Why we’re loving Angels instead: A Preview of Angels In America


Sex, Power, Death: buzzwords every tabloid editor dreams of. Tony Kushner’s Pulitzer Prize winning Angels in America: Millennium Approaches, directed by Jack Sain and staged at the Oxford Playhouse, has the lot, and a lot more to boot. Set in New York in 1985 as the AIDS pandemic sweeps across America, devastating the homosexual community in particular, this 3-hour epic brings together a disparate group of individuals from across society. Tracing the stories of Prior Walter (played by Ed Barr-Sim) and Louis Ironson (Arty Froushan), a couple reeling from the blow of Prior’s AIDS diagnosis, the narrative becomes interwoven with that of closeted Mormon attorney Joe Pitt (Dugie Young), his valium-popping wife Harper (Amelia Sparling) and his ultra-conservative boss Roy Cohn (Barney White), all the while observed by an overarching, angelic presence.

Yet this play promises to be a lot more than any basic plot summary can do justice to.
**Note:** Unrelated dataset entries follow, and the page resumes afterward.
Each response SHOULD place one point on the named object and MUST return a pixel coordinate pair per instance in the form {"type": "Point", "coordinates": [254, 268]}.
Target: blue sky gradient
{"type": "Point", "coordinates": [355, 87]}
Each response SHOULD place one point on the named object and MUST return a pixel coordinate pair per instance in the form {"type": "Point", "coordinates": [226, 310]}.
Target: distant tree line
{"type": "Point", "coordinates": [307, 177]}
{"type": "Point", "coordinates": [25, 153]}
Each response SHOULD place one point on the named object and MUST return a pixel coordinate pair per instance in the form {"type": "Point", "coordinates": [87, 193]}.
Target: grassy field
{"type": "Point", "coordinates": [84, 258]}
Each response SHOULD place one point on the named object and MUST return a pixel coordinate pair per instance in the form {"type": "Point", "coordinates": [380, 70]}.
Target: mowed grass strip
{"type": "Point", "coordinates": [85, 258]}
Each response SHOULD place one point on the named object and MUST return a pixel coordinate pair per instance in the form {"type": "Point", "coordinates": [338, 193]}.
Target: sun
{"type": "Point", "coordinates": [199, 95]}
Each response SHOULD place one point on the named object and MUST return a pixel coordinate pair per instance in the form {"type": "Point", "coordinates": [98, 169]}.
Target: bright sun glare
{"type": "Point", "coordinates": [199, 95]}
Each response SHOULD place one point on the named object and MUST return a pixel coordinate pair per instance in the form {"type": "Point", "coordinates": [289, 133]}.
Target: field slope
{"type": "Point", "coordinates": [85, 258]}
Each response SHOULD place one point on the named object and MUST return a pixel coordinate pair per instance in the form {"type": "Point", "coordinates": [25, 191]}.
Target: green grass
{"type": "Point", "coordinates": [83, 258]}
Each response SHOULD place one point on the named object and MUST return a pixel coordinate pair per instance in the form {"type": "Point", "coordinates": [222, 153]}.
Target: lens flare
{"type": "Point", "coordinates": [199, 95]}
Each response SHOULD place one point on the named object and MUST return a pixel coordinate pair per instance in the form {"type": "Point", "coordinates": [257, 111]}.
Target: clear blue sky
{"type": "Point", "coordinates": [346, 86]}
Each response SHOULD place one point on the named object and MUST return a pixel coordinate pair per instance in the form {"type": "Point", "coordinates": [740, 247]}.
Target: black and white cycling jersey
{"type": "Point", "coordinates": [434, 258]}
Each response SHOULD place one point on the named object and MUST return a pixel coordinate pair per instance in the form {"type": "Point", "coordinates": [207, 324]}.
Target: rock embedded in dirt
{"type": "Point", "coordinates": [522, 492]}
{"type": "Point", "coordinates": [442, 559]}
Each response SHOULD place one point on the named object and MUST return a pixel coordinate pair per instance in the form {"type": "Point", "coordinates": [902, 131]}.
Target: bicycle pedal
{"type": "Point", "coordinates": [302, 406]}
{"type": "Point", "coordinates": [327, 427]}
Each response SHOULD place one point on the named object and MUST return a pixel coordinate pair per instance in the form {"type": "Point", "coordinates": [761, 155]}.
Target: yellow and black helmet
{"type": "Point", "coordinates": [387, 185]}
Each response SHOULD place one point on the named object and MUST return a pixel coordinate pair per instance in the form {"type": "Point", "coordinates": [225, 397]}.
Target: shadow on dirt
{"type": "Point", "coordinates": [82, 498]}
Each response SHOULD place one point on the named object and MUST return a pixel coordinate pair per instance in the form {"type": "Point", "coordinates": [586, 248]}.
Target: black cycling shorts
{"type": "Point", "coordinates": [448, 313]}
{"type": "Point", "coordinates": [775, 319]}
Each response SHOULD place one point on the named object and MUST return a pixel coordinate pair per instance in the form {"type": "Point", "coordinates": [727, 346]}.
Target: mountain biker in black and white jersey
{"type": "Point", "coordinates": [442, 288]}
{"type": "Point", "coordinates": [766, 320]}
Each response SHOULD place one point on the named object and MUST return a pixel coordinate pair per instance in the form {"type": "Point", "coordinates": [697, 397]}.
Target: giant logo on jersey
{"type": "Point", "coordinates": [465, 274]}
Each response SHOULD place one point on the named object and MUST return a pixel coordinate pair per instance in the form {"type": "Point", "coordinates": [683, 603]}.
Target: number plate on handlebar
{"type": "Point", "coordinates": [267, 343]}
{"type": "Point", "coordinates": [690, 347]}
This is a world where the physical and metaphysical are bound in the space of a breath; a world both grand and intimate which, from what I’ve been told, the set will beautifully enact. The Angels team say that the set  expresses the “madness and cultural explosion of the 80s” while remaining engaged with the audience and actors (the cast are involved in all physical transitions); it sounds something to behold.
Furthermore, the play is markedly Brechtian at moments, announcing to the audience to remember that this is a representational art form built on the acceptance of artifice. Accordingly you can expect no black-outs at all between scene changes and a blending of gritty realism and fantastical flights.

From the few scenes I witnessed, the acting promises not to disappoint either. You can be certain of strong performances all round, with Jack Sain’s idiosyncratic and totally engaging directorial style tightening and tweaking the already assured cast. He calls his manner “physical first”, and even had one of the cast performing press-ups before his scene to engrain a sense of adrenaline into the performance. “He’s obsessive to the point of perfection” qualifies Jessica Campbell, the associate artist. And it seems to work: standout performances were given by Ed Barr-Sim, who managed to portray his character as  both whimsically detached and nervously vulnerable and fragile. Meanwhile Barney White was the consummate voice of understated, simmering menace masked at first by joviality until the façade is devastatingly dropped.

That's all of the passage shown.